PyTorch implementation of a Self-Organizing Map. The implementation makes possible the use of a GPU if available for faster computations. It follows the scikit package semantics for training and usage of the model. It also includes runnable scripts to avoid coding.
Example of a MD clustering using quicksom
:
The SOM object requires PyTorch installed.
It has dependencies in numpy, scipy and scikit-learn and scikit-image. The MD application requires pymol to load the trajectory that is not included in the dependencies
To set up the project, we suggest using conda environments. Install PyTorch and run :
pip install quicksom
The SOM object can be created using any grid size, with a optional periodic topology. One can also choose optimization parameters such as the number of epochs to train or the batch size
To use it, we include three scripts to :
- fit a SOM
- to optionally build the clusters manually with a gui
- to predict cluster affectations for new data points
$ quicksom_fit -h
usage: quicksom_fit [-h] [-i IN_NAME] [--pdb PDB] [--select SELECT]

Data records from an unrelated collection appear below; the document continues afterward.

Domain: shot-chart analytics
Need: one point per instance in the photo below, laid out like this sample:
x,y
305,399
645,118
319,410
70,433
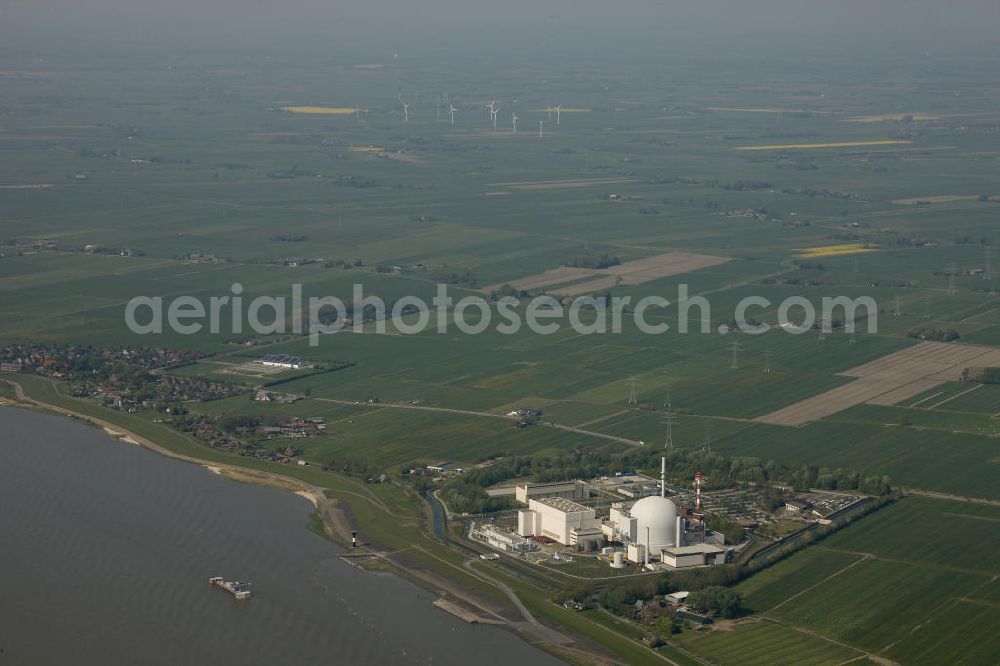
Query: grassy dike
x,y
393,525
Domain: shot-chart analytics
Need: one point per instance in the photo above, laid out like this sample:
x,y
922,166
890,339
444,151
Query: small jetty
x,y
237,589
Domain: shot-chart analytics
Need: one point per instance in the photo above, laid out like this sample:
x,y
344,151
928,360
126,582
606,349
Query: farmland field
x,y
915,582
699,189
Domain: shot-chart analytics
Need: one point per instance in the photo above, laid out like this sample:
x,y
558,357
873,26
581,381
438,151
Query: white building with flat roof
x,y
695,555
559,519
573,490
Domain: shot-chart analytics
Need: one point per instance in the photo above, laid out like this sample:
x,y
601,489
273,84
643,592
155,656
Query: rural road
x,y
467,412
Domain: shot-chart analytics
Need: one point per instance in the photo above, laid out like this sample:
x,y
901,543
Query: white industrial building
x,y
653,532
695,555
561,520
572,490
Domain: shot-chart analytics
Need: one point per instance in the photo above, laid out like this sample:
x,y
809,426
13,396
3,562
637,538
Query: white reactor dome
x,y
658,514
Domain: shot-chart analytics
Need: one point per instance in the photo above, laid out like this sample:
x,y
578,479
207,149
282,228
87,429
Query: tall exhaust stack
x,y
663,476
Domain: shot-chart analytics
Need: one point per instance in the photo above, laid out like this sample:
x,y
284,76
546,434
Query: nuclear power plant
x,y
650,532
653,533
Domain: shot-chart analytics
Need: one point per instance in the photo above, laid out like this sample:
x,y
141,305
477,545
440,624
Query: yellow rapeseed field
x,y
835,250
320,110
842,144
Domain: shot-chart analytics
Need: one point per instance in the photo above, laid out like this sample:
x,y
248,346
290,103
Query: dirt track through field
x,y
889,380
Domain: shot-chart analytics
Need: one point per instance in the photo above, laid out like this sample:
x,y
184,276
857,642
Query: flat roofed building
x,y
557,518
572,490
697,555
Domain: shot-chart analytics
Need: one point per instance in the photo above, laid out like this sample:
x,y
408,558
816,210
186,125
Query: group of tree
x,y
938,334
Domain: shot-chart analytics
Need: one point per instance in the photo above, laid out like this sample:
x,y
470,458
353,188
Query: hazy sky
x,y
936,23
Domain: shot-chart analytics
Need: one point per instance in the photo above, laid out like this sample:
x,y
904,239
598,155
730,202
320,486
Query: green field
x,y
914,582
131,178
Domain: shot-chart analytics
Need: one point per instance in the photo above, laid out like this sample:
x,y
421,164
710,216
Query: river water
x,y
106,550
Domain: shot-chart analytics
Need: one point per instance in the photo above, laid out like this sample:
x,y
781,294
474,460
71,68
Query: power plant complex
x,y
650,531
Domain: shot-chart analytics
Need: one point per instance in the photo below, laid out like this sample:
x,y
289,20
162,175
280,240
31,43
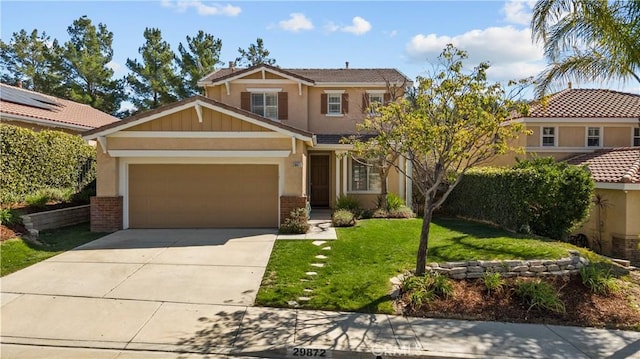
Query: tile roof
x,y
333,139
588,103
207,100
60,111
615,165
319,75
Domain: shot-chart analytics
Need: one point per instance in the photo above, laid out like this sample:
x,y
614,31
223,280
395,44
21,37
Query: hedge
x,y
542,196
48,159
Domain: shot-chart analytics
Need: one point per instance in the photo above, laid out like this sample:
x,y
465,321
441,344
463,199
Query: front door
x,y
319,181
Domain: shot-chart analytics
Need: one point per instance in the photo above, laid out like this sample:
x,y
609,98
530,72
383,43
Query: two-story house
x,y
261,142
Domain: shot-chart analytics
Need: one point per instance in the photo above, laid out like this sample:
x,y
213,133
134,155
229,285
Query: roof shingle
x,y
615,165
587,103
63,112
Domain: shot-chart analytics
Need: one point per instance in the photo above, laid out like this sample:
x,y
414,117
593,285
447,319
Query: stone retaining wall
x,y
57,218
511,268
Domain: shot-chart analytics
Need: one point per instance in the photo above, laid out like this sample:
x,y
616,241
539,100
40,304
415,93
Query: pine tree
x,y
31,60
255,54
198,58
85,67
153,82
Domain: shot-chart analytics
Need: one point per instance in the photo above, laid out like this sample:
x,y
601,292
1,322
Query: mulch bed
x,y
471,301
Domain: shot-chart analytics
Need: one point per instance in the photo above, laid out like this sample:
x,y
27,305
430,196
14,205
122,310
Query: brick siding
x,y
106,214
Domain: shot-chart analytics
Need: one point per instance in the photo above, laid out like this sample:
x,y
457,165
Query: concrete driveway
x,y
134,284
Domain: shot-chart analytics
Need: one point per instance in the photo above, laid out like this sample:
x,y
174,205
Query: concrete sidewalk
x,y
173,330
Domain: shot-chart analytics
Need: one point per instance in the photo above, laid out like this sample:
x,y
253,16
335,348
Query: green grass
x,y
364,258
17,253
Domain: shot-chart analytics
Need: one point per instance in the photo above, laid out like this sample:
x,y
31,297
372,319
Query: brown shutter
x,y
245,101
283,106
345,103
323,103
365,102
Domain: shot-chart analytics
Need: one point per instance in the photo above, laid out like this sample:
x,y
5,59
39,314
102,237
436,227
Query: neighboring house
x,y
36,111
614,223
262,142
578,121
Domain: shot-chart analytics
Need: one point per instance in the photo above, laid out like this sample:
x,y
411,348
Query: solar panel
x,y
16,95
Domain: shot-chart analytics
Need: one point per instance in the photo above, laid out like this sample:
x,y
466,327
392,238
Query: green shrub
x,y
394,202
343,218
297,223
599,280
550,198
402,212
350,203
538,294
9,216
493,282
32,161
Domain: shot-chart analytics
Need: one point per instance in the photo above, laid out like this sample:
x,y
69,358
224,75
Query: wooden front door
x,y
319,181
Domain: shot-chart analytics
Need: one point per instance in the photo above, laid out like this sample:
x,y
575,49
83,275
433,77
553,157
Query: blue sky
x,y
407,35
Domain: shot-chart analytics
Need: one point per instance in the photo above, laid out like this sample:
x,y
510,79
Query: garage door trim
x,y
125,162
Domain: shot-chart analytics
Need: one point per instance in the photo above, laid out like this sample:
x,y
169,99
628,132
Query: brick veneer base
x,y
106,214
289,203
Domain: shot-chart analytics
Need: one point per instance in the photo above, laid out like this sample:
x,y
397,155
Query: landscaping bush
x,y
296,223
538,294
349,203
343,218
32,161
598,280
550,198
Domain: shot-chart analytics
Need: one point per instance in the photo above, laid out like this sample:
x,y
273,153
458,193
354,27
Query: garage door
x,y
203,196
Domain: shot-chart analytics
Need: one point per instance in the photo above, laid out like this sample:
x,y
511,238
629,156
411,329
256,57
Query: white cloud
x,y
510,51
359,26
518,11
201,8
296,22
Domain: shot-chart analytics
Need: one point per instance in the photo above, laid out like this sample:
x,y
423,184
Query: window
x,y
548,136
364,177
334,104
375,100
593,137
265,104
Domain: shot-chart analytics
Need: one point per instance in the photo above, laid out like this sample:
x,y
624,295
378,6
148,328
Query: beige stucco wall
x,y
619,217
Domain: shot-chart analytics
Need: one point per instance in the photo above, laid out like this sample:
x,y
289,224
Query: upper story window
x,y
364,177
334,103
593,137
548,136
266,102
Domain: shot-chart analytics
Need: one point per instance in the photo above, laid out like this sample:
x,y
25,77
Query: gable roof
x,y
313,76
615,165
19,104
194,101
587,103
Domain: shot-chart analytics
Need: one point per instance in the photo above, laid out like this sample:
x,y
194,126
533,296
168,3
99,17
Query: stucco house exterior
x,y
601,129
260,143
37,111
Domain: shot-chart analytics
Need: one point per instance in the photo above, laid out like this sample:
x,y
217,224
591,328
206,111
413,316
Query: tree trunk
x,y
423,248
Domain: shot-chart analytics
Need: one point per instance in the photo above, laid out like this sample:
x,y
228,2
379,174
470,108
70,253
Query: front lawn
x,y
18,253
356,272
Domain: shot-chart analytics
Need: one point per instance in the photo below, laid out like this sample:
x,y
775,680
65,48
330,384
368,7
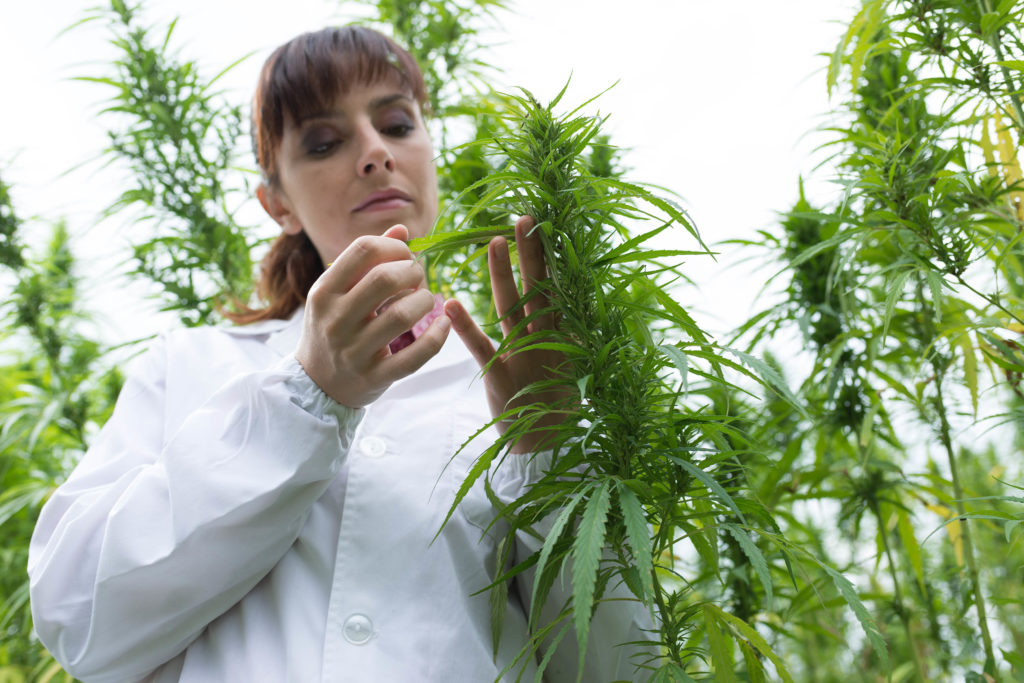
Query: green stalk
x,y
904,616
972,565
1013,92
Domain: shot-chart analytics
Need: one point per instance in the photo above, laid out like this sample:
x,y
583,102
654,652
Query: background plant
x,y
905,290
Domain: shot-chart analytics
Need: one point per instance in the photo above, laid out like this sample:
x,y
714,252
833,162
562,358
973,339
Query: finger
x,y
503,285
363,254
532,268
383,283
399,316
477,343
398,231
411,358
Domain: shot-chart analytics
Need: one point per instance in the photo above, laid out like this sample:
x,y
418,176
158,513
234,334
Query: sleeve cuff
x,y
307,395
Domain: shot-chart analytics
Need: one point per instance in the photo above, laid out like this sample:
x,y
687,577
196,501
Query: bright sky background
x,y
715,100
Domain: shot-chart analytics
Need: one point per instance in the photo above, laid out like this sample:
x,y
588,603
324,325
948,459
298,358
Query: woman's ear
x,y
279,208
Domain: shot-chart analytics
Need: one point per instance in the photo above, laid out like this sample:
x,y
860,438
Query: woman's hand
x,y
510,373
347,326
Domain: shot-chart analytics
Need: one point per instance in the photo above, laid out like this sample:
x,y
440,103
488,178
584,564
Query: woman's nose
x,y
375,155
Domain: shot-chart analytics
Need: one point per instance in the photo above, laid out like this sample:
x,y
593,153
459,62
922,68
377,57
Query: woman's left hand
x,y
510,373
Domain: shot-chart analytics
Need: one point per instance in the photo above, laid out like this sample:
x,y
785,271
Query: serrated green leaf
x,y
710,483
587,551
849,594
747,631
545,575
911,547
755,556
639,538
720,656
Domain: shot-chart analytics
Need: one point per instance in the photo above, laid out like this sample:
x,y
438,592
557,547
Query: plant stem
x,y
898,594
972,565
1013,92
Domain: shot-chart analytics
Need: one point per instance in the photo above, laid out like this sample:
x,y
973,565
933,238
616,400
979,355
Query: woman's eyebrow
x,y
387,99
377,103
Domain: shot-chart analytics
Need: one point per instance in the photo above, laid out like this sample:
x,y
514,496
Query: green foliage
x,y
178,138
54,391
642,463
904,289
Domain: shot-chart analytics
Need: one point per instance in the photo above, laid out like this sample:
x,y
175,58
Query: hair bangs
x,y
305,76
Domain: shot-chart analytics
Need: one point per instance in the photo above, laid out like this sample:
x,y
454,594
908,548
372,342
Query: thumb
x,y
398,231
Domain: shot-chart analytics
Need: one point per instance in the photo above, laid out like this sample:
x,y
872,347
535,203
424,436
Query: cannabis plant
x,y
55,389
648,459
904,288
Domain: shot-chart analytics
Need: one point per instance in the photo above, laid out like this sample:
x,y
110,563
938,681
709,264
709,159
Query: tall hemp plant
x,y
648,462
906,289
55,389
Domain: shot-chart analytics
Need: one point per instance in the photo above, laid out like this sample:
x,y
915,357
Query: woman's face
x,y
357,169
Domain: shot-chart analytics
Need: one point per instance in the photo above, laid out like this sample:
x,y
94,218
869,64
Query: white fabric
x,y
231,522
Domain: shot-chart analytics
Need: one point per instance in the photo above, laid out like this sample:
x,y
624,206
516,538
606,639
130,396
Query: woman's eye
x,y
320,148
400,129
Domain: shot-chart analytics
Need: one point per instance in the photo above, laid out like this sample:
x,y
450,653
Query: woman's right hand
x,y
345,334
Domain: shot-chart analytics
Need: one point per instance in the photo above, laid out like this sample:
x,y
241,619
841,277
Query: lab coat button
x,y
358,629
373,446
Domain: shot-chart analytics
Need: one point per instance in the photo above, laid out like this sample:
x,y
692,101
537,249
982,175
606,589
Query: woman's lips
x,y
384,201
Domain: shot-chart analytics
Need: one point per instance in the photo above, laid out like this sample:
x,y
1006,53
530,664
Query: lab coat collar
x,y
283,337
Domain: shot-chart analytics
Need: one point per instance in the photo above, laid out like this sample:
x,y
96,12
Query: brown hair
x,y
301,78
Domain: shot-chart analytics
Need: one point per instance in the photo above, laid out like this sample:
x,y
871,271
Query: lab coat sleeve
x,y
156,535
619,620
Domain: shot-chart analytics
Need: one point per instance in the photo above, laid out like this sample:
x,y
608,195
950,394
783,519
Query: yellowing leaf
x,y
953,529
970,369
987,148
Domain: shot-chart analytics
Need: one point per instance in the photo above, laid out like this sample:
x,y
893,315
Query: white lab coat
x,y
231,522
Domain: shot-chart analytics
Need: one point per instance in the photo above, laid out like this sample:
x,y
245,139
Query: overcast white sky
x,y
715,100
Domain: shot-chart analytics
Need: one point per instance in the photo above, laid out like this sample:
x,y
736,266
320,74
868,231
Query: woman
x,y
262,503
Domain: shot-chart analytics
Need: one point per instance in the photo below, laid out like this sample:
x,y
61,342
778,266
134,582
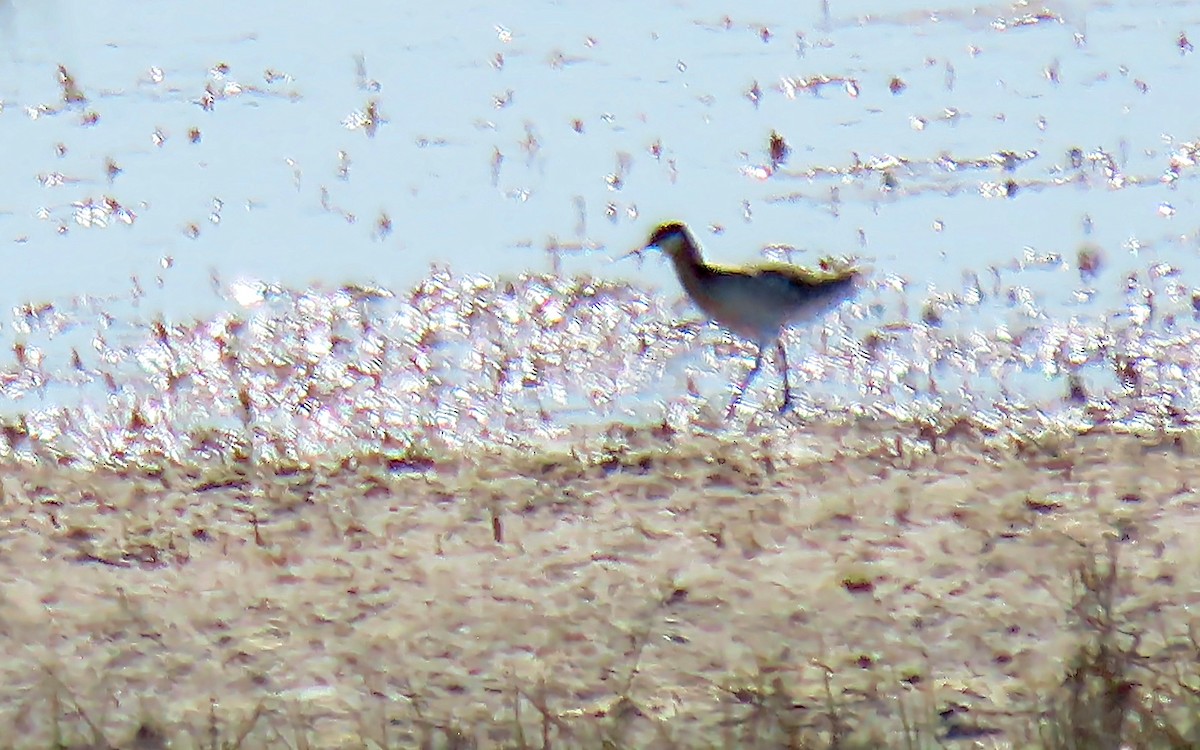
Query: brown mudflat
x,y
648,589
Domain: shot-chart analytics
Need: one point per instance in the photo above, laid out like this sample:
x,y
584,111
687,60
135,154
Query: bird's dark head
x,y
675,240
665,235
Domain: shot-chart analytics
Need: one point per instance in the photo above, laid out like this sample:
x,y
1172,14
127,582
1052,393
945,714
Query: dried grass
x,y
840,587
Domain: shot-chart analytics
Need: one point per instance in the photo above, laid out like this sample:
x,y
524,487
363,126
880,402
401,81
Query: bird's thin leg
x,y
745,383
781,360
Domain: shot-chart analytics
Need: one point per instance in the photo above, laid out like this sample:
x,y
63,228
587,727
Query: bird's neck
x,y
690,268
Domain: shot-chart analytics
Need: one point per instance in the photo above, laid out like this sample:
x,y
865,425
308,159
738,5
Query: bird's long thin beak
x,y
637,252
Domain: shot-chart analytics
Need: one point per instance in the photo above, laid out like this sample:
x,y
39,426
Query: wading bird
x,y
755,301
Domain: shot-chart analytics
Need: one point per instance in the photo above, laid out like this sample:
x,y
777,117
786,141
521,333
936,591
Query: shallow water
x,y
197,215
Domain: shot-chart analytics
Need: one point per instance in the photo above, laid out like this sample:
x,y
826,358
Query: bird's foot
x,y
784,408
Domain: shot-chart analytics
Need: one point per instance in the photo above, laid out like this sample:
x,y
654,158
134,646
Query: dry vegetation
x,y
845,587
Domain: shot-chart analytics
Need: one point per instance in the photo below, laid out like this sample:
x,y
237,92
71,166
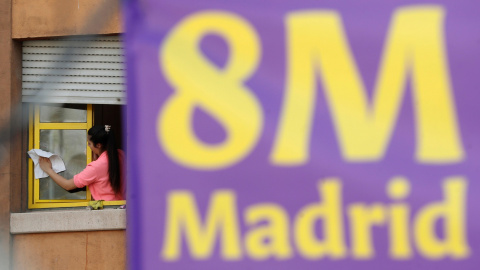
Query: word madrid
x,y
270,229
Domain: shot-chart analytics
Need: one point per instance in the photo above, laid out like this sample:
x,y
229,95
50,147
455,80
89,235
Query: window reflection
x,y
71,113
71,146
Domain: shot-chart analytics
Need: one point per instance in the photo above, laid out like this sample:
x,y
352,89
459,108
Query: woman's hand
x,y
45,164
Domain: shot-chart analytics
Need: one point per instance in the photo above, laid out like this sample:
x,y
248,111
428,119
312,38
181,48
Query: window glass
x,y
71,146
66,114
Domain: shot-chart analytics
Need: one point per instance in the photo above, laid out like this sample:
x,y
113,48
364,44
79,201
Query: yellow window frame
x,y
34,201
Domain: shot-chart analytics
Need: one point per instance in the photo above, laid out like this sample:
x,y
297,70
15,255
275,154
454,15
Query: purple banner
x,y
303,134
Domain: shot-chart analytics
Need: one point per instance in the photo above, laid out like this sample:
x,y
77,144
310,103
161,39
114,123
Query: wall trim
x,y
68,221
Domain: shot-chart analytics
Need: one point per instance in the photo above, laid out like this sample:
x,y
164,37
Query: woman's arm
x,y
46,166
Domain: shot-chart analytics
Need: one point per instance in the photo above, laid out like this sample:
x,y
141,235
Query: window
x,y
62,130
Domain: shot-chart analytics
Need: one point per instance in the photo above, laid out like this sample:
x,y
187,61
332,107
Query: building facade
x,y
54,232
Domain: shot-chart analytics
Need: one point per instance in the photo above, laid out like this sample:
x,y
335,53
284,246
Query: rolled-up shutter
x,y
73,70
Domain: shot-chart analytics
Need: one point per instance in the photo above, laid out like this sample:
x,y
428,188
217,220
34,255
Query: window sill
x,y
68,221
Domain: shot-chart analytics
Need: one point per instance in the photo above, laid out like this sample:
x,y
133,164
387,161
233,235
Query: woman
x,y
104,176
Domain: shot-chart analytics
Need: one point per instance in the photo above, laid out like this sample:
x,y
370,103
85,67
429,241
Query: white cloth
x,y
57,163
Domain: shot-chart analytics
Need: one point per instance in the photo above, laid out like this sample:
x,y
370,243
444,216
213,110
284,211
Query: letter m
x,y
182,216
414,47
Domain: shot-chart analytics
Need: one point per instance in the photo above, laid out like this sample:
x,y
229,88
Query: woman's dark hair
x,y
99,134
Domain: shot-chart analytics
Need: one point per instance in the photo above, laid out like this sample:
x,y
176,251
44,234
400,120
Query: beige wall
x,y
51,18
23,19
75,250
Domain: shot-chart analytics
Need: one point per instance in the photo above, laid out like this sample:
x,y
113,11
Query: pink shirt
x,y
95,176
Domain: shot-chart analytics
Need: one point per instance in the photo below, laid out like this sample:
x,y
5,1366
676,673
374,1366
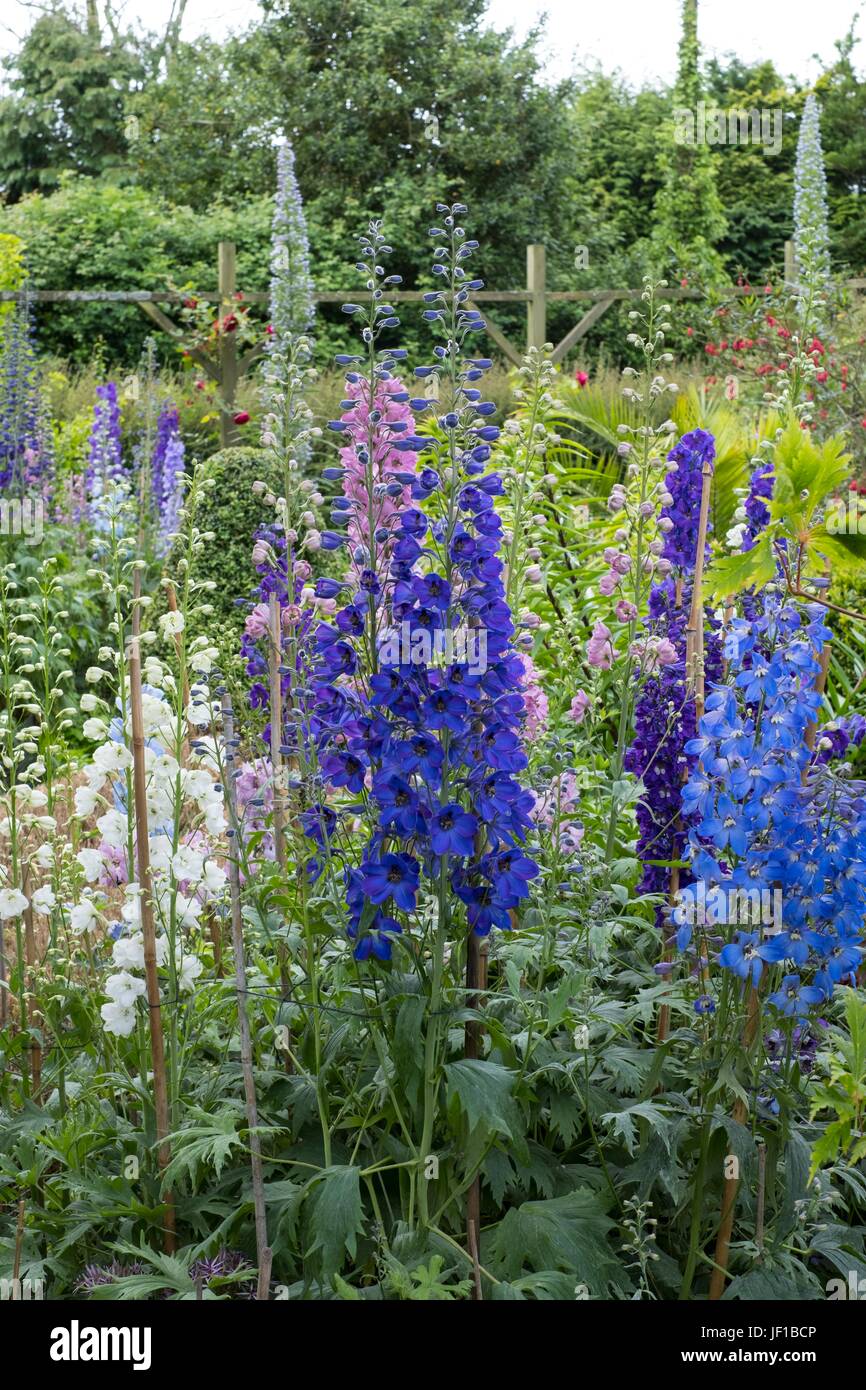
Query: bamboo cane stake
x,y
18,1240
673,886
263,1250
160,1086
29,943
476,984
274,662
278,776
694,666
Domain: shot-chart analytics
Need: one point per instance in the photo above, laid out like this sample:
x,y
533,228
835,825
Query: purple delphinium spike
x,y
104,460
25,451
167,474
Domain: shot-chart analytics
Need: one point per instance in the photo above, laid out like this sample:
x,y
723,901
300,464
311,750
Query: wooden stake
x,y
139,784
476,984
263,1250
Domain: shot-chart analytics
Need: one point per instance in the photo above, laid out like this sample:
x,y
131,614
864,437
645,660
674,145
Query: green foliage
x,y
806,474
232,512
64,107
688,211
844,1091
97,235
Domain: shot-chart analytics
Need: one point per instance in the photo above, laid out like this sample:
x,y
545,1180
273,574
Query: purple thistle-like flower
x,y
684,483
25,438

[--select_align SELECT_ALIGN] [-o OUT_NAME] [-m M] [-n N]
[--periodic] [-j] [--n_epoch N_EPOCH]
[--batch_size BATCH_SIZE] [--num_workers NUM_WORKERS]
[--alpha ALPHA] [--sigma SIGMA] [--scheduler SCHEDULER]
optional arguments:
-h, --help show this help message and exit
-i IN_NAME, --in_name IN_NAME
Can be either a .npy file or a .dcd molecular dynamics
trajectory. If you are providing a .dcd file, you
should also provide a PDB and optional selections.
--pdb PDB (optional) If using directly a dcd file, we need to add a PDB for
selection
--select SELECT (optional)
Atoms to select
--select_align SELECT_ALIGN (optional)
Atoms to select for structural alignment
-o OUT_NAME, --out_name OUT_NAME
name of pickle to dump
-m M, --m M The width of the som
-n N, --n N The height of the som
--periodic if set, periodic topology is used
-j, --jax To use the jax version
--n_epoch N_EPOCH The number of iterations
--batch_size BATCH_SIZE (optional)
The batch size to use
--num_workers NUM_WORKERS (optional)
The number of workers to use
--alpha ALPHA (optional)
The initial learning rate
--sigma SIGMA (optional)
The initial sigma for the convolution
--scheduler SCHEDULER (optional)
Which scheduler to use, can be linear, exp or half
You can also use the following two scripts to use your trained SOM.
$ quicksom_gui -h
$ quicksom_predict -h
The SOM object is also importable from python scripts to use directly in your analysis pipelines :
import numpy
from quicksom.som import SOM
# Get data
X = numpy.load('contact_desc.npy')
# Create SOM object and train it, then dump it as a pickle object
m, n = 100, 100
dim = X.shape[1]
n_epoch = 5
batch_size = 100
som = SOM(m, n, dim, n_epoch=n_epoch)
learning_error = som.fit(X, batch_size=batch_size)
som.save_pickle('som.p')
# Usage on the input data, predicted_clusts is an array of length n_samples with clusters affectations
som.load_pickle('som.p')
predicted_clusts, errors = som.predict_cluster(X)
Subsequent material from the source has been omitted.